Questa parola tocca quindi una corda sorprendentemente profonda dell’immaginario più antico: quella della forza legata alla quercia. I linguisti dibattono se sia nato prima l’uovo o la gallina, se sia precedente il riferimento semantico all’albero o quello alla forza, ma gli studi più recenti sembrano preferire come primo referente la quercia. Corroborare significa quindi fortificare: non un irrobustire assoluto, ma concreto, presente in una situazione precisa: una tazza di thè caldo è corroborante in inverno, mentre in estate lo è un bicchiere d’acqua fresca. È corroborante la lettura di un testo amato, un esercizio ginnico dopo un infortunio. Lo è anche quanto rinfranca un mio pensiero o una mia decisione. Tutto quanto mi sostiene e mi conforta è corroborante.
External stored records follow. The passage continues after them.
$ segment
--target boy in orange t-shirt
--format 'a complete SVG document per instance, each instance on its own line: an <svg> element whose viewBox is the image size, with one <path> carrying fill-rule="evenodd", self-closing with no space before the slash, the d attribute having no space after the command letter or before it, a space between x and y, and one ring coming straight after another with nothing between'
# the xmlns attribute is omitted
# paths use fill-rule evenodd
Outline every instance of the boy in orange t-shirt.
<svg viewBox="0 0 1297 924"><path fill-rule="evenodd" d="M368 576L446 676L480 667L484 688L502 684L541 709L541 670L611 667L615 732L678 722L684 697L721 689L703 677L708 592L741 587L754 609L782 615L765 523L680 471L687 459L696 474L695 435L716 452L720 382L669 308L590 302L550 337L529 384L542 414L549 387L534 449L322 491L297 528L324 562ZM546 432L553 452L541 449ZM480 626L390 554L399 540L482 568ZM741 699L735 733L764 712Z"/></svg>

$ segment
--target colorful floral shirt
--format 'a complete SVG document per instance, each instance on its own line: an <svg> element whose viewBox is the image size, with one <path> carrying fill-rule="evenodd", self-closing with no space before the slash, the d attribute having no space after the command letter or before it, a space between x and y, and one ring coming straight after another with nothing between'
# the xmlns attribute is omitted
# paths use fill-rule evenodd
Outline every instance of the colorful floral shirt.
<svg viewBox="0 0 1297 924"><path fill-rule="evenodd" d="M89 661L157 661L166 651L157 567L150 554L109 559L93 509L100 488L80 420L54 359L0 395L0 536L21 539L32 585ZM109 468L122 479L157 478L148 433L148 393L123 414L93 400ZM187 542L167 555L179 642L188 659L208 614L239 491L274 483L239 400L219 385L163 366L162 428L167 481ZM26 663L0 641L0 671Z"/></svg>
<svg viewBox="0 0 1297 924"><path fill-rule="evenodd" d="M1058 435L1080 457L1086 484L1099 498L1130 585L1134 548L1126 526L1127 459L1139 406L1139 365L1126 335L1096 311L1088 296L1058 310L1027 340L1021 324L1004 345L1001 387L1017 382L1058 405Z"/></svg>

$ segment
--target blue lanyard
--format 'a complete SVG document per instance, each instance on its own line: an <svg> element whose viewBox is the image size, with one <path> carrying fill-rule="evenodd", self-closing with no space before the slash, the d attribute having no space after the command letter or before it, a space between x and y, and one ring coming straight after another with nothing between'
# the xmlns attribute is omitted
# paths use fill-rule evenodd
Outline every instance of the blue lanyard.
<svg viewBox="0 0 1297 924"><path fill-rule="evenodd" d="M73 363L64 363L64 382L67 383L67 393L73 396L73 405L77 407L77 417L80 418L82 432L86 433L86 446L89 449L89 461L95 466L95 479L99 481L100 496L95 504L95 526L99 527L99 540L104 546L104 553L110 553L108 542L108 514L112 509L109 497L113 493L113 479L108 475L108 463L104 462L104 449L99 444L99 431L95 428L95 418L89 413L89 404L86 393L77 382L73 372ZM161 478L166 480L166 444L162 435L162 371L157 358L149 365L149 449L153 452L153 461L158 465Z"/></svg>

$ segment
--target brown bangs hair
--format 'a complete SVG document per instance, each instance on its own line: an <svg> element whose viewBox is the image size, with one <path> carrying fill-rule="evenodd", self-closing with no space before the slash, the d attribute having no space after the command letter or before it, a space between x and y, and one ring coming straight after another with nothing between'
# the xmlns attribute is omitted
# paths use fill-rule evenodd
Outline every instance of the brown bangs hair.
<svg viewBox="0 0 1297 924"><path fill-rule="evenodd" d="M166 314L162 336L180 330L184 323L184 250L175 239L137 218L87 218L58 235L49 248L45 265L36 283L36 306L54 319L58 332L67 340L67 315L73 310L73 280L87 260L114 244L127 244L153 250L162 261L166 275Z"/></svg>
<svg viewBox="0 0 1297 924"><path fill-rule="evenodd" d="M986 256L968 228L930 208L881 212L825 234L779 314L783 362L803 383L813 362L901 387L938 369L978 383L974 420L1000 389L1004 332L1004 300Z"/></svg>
È come vedere un tenero e fragile arbusto che si inquercia. Questo verbo mi richiama i versetti di alcuni salmi che celebrano la potenza di Dio. Ce n’è uno che si apre con un’affermazione autorevole: «Ti amo, Signore, mia forza» e prosegue descrivendo tutte le caratteristiche di questo sostegno: «Signore, mia roccia, mia fortezza, mio liberatore, mio Dio, mia rupe, in cui mi rifugio; mio scudo, mia potente salvezza e mio baluardo» (Sal 18). Questo testo è un Te Deum regale, un’ode trionfale che unisce a una preghiera di ringraziamento, un cantico regale di vittoria. Il titolo ci informa che il salmo sarebbe stato composto da Davide “quando il Signore lo liberò dal potere di tutti i suoi nemici e dalla mano di Saul”. È un salmo che celebra Dio e la sua vittoria a favore dei poveri. La vita dell’uomo è una battaglia, ognuno è chiamato a scendere in campo contro il male, contro l’Avversario che vuole impedire la via della grazia. Ma ogni cristiano sa che la venuta di Cristo lo ha già reso vittorioso, perché in Gesù ognuno è libero e salvo.
Anche il Salmo 29 ha affermazioni simili: «La voce del Signore è forza, la voce del Signore è potenza. La voce del Signore schianta i cedri, schianta il Signore i cedri del Libano». È una lode al Signore della bufera. È interessante notare come un atteggiamento tipico degli uomini primitivi, lo stupore e lo sgomento per le forze della natura, diventi preghiera nella Scrittura. Il testo sembra un inno alla tempesta: in realtà è l’esaltazione della potenza di Dio, rappresentata dai tuoni, dai fulmini, dallo scompiglio della creazione. Il salmista contempla questa sorta di uragano apocalittico che parte dal mare, avvolge le montagne e schianta i robusti cedri del Libano. Un grande cataclisma che sconvolge la creazione. Ma il Signore domina le forze della natura e governa la storia. Il popolo è invitato a confidare in Lui, perché anche l’uragano, così indomabile, in realtà è solo un docile esecutore di Dio, una sorta di suo portavoce.
Ma la frase più corroborante ce la offre San Paolo: «Mi vanterò ben volentieri delle mie debolezze, perché dimori in me la potenza di Cristo. Perciò mi compiaccio nelle mie debolezze, negli oltraggi, nelle difficoltà, nelle persecuzioni, nelle angosce sofferte per Cristo: infatti quando sono debole, è allora che sono forte» (2Cor 12,9-10). È la meraviglia di essere piccoli e deboli cespugli che diventano querce perché Cristo ci abita, ci sostiene, ci corrobora.